# Code books for exam?



## MEPE2B (Feb 21, 2008)

I'm trying to decide what if any code books I should take with me to the exam. I will be taking the Thermal and Fluids section. I was thinking the ASME Boiler and Pressure Vessel Code, or ASME (ANSI) B31.1 might be useful for finding a code design equation or some other code reference. Without divulging any specifics from the exam, could anyone offer me advice whether it would be worth the time and effort to print these thick documents out, or would you recommend bringing any other code books?


----------



## Sschell (Feb 27, 2008)

I wouldnt bother... I took MD depth though, so dont take my word for it though...

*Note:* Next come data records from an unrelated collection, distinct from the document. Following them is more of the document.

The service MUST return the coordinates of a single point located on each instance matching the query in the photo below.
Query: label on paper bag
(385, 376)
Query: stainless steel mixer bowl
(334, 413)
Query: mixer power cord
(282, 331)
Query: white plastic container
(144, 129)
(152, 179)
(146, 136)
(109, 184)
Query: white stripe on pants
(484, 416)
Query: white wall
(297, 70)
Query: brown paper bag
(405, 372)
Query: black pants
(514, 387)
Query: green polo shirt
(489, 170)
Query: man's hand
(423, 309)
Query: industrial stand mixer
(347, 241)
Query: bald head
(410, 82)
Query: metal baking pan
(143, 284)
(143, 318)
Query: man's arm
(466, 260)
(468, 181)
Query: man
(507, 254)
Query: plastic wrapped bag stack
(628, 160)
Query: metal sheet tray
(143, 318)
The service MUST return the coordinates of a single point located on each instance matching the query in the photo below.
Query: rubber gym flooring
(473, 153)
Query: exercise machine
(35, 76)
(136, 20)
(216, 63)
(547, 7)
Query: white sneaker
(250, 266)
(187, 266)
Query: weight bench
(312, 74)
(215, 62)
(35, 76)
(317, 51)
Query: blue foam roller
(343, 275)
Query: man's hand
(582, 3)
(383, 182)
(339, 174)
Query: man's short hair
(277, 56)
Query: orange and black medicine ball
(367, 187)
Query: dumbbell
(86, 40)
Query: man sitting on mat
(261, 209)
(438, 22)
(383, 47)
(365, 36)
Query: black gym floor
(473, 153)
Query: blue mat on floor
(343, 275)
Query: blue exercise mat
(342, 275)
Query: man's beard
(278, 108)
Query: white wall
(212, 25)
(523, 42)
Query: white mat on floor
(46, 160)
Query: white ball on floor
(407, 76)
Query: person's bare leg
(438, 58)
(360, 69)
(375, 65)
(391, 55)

I'm pretty sure that everything you need to know for the test about BPVC is covered in MERM... anyways thats a BIG document to lug around, it will take forever to fish through it to find what you are looking for, and at most there will be one question that is purely a code question...

Same goes for B31.1


----------



## MEPE2B (Feb 27, 2008)

Thanks for the advice. I guess it's a case of diminishing returns. I'll probably be better off spending my time studying and doing practice problems than printing and binding a bunch of obscure code books.


----------



## Texas Aggie &#39;02 (Mar 1, 2008)

I figured the MERM was more than enough for me, and I don't recall using it on the ME/Thermo test in October. I do have some familiarity with ASME BPVC code and B31.1 by working at a power plant. I agree that it would probably be an inefficient use of time looking through the massive quantities of info in those code books.


----------